Academic Journals Database
Disseminating quality controlled scientific knowledge

Food-dependent, exercise-induced gastrointestinal distress

ADD TO MY LIST
 
Author(s): de Oliveira Erick | Burini Roberto

Journal: Journal of the International Society of Sports Nutrition
ISSN 1550-2783

Volume: 8;
Issue: 1;
Start page: 12;
Date: 2011;
Original page

Keywords: diet | gastrointestinal distress | physical exercise

ABSTRACT
Abstract Among athletes strenuous exercise, dehydration and gastric emptying (GE) delay are the main causes of gastrointestinal (GI) complaints, whereas gut ischemia is the main cause of their nausea, vomiting, abdominal pain and (blood) diarrhea.
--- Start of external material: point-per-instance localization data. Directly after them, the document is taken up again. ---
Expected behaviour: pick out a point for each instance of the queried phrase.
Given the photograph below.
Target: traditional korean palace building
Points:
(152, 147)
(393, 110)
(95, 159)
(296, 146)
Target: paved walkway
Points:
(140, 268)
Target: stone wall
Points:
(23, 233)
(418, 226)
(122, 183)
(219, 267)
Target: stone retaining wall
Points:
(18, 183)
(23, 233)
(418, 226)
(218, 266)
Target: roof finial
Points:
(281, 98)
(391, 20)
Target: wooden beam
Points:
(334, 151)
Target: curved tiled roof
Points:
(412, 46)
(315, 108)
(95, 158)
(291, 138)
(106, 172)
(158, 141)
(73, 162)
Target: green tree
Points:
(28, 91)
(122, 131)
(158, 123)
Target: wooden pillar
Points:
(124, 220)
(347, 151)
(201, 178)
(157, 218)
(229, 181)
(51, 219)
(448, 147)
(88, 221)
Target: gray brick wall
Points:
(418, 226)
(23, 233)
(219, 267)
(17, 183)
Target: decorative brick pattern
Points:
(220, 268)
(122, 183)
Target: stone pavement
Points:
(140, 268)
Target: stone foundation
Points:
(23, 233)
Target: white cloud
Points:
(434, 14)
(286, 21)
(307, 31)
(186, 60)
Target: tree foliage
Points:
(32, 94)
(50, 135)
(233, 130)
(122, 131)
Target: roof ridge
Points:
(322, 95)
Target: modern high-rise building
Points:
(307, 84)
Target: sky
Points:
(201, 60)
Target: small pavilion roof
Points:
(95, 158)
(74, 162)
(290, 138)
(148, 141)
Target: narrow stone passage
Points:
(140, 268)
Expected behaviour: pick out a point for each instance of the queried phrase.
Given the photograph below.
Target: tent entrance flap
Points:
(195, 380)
Additionally any factor that limits sweat evaporation, such as a hot and humid environment and/or body dehydration, has profound effects on muscle glycogen depletion and risk for heat illness. A serious underperfusion of the gut often leads to mucosal damage and enhanced permeability so as to hide blood loss, microbiota invasion (or endotoxemia) and food-born allergen absorption (with anaphylaxis). The goal of exercise rehydration is to intake more fluid orally than what is being lost in sweat. Sports drinks provide the addition of sodium and carbohydrates to assist with intestinal absorption of water and muscle-glycogen replenishment, respectively. However GE is proportionally slowed by carbohydrate-rich (hyperosmolar) solutions. On the other hand, in order to prevent hyponatremia, avoiding overhydration is recommended. Caregiver's responsibility would be to inform athletes about potential dangers of drinking too much water and also advise them to refrain from using hypertonic fluid replacements.